Privacy Notice

Privacy notice of the DigiTala in action project.

Participation in the study and the provision of personal data is voluntary and you may at any time, including during the study, suspend your participation. The decision not to participate or suspend participation will not have any negative consequences for you.

1. Description of the research project and why your personal data is needed 

The central idea of the DTA project is to further improve automatic speaking assessment (ASA) in L2 Finnish and to make it suitable for a new purpose, namely language assessment in integration training. The project aims at developing a mobile application for automatically assessing L2 speaking in Finnish and providing feedback to the learner. The application will provide the learner with both a holistic CEFR level (Common European Framework of Reference for Languages) assessment as well as an analytical assessment of and feedback on central aspects of oral proficiency: fluency, vocabulary, task completion, language range and accuracy of lexicon and grammar. The project will collect speech data from the participants to enhance automatic speech recognition (ASR), ASA, and feedback for the needs of the target group consisting of immigrant language learners. Automatic assessment could support teachers’ work and make it possible for language learners to practice speaking on their own. 

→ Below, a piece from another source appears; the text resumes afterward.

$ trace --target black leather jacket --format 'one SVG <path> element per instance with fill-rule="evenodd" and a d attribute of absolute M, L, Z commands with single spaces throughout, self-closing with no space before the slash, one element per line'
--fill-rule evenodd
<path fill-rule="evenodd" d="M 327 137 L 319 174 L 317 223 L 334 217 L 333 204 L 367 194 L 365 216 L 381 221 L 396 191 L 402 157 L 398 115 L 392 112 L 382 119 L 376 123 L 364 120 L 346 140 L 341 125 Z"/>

Participants of the research are adult Finnish learners whose speaking performances are recorded and human raters (i.e. language teachers or experts) who will assess the speaking performances. Human ratings are used for training automatic assessment models that predict the scores using machine learning methods. Moreover, surveys and interviews are used to collect participants’ background information and views on e.g. automatic assessment and functioning of the speaking tasks or rating scales. Participants will be informed in detail about the methods used before data collection. 

The DTA project employs researchers from the University of Helsinki, Aalto University, and the University of Jyväskylä. The University of Helsinki is responsible for the pedagogical content and for collaboration with teachers and students. Aalto University is responsible for developing automatic speech recognition and automatic assessment, as well as storing research data. The University of Jyväskylä is responsible for analyzing speech samples and recruiting and training raters, as well as creating rater training materials. All partner universities will participate in collecting new data from Finnish learners in integration training. 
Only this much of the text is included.